While I will admit that among my friends I was the first to volunteer to jump, it was mostly because I almost always want to go first when I do anything that requires bravery on my part. There are a lot of reasons for that: anticipation gives me adrenaline, which naturally makes me want to move; I’d rather not sit around contemplating whether or not something is a good idea once I’ve made up my mind to do it; my automatic response when it comes to anything my mind perceives as potential danger puts me in ‘momma bear, I’ll lead the pack and protect everyone else in the herd’ mode; and the (probably obvious, if you’ve been paying attention) fact that I’m a sucker for a dare. Yes, I freely admit that I sometimes suffer from the Marty McFly “don’t call me chicken” complex.
All of that aside, jumping off of that cliff was beyond fun: the moment I resurfaced I immediately wanted to go again. And again. It was just enough free fall air time to get a stomach drop, which I love, but not so long that I had to worry about my legs flailing out from underneath me and somehow going into the drink sideways or something equally painful. Which brings me to the point of this post: things you should know before jumping off a cliff.
- This is the most important one of them all: know without a shadow of a doubt the depth of the water that you’re about to jump into. And where the rocks are located. I can’t stress this enough – nothing will ruin your cliff-diving adventure (and life) faster that shallow water and a sharp rock.
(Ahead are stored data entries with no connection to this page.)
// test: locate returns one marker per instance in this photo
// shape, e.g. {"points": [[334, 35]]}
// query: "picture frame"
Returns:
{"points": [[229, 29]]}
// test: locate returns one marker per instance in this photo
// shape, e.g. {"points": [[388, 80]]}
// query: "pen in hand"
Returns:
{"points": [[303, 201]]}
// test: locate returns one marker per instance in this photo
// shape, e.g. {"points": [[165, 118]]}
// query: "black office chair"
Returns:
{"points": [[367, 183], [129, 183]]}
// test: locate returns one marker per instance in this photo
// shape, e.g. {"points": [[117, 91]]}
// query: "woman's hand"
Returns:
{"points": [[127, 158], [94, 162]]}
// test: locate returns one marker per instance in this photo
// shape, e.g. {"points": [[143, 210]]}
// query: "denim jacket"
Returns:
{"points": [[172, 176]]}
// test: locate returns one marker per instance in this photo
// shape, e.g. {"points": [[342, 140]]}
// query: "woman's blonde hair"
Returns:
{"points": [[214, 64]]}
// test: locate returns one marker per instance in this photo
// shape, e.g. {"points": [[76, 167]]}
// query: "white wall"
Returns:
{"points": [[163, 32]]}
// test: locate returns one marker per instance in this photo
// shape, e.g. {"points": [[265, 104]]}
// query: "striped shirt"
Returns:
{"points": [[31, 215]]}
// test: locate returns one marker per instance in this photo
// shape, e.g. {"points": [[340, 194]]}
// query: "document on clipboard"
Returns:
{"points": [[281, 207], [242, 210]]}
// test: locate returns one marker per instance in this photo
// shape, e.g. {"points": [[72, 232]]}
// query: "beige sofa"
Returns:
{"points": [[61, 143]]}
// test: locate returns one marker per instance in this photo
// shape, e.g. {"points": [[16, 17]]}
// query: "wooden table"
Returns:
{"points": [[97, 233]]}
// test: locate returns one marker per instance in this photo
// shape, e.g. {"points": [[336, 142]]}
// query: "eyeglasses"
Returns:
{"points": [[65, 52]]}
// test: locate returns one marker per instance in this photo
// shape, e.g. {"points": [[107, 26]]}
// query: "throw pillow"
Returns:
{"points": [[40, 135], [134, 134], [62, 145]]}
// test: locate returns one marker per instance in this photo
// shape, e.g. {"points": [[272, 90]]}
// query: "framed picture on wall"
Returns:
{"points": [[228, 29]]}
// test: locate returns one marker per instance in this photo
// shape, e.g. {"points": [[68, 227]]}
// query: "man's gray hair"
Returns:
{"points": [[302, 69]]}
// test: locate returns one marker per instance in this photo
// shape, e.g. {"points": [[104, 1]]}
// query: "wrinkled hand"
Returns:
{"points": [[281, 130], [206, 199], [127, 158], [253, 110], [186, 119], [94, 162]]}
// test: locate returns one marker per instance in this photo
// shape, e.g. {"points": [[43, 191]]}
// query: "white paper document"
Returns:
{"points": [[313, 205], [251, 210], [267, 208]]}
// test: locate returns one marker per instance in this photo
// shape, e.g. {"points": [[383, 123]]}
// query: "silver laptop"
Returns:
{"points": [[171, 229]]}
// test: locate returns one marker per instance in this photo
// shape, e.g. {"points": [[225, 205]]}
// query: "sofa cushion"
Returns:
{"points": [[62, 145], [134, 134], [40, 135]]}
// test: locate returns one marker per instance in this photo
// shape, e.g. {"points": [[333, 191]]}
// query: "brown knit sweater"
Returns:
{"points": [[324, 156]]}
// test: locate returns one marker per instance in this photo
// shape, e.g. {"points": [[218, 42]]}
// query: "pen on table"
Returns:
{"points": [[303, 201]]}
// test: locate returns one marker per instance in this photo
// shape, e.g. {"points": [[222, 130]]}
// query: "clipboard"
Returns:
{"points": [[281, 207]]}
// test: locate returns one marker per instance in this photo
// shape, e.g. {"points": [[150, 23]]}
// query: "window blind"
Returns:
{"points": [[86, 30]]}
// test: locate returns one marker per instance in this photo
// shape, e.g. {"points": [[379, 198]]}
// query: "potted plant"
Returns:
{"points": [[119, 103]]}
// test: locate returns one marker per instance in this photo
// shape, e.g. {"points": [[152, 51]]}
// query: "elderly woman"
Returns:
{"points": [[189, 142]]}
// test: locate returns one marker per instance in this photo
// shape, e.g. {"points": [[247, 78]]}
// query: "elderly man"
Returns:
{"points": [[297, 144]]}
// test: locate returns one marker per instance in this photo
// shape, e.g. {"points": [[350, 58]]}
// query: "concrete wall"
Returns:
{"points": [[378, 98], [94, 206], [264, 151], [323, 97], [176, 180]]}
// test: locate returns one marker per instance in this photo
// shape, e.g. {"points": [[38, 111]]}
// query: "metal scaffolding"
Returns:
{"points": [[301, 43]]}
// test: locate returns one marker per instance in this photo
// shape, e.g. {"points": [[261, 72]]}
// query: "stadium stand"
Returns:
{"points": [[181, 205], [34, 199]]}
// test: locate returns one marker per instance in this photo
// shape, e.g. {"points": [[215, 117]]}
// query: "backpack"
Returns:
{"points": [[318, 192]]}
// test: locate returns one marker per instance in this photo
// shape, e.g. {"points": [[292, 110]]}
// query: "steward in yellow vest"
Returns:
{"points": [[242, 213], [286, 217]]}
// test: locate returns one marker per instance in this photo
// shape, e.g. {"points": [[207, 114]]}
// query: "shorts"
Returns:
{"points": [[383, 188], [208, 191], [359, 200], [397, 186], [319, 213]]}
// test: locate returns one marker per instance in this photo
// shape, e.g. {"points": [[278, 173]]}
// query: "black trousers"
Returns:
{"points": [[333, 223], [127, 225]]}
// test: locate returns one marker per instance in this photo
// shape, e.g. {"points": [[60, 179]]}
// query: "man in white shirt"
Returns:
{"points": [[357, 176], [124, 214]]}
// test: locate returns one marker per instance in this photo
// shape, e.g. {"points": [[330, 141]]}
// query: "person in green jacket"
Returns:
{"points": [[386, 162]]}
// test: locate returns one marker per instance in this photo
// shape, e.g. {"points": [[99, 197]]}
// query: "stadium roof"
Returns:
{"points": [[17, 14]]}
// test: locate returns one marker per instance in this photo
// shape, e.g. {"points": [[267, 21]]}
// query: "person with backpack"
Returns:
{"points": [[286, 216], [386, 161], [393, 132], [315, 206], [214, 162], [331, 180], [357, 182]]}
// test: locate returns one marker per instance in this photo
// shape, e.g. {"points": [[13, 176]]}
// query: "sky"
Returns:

Also, for obvious reasons: make sure there’s enough space between your jumping point and the wall of the cliff.
- Jump solo: jumping at the same time as someone else is a great way to ensure you end up smashing into the other person or belly flopping into the water. I don’t know which is worse, but they’re both a painful disaster.
- Keep your legs and arms together and tight into your body, and enter the water from a straight angle. I had a friend who forgot to do this, went in on her tailbone, and ended up limping for the remainder of our vacation.
- No matter where you are, know that the water is safe to swim in and even if it is, make sure you don’t have any open wounds. Ever heard of MRSA? My buddy got it from swimming in bacteria-ridden water with a scrape on his leg and almost lost a limb.
That’s my advice, for what it’s worth. If you get the opportunity to go and decide to take it, I hope you stay safe and love the experience. And if anyone over in Japan is reading this and has a picture of me from that Hawaiian dive so many years ago, I’d love to see it.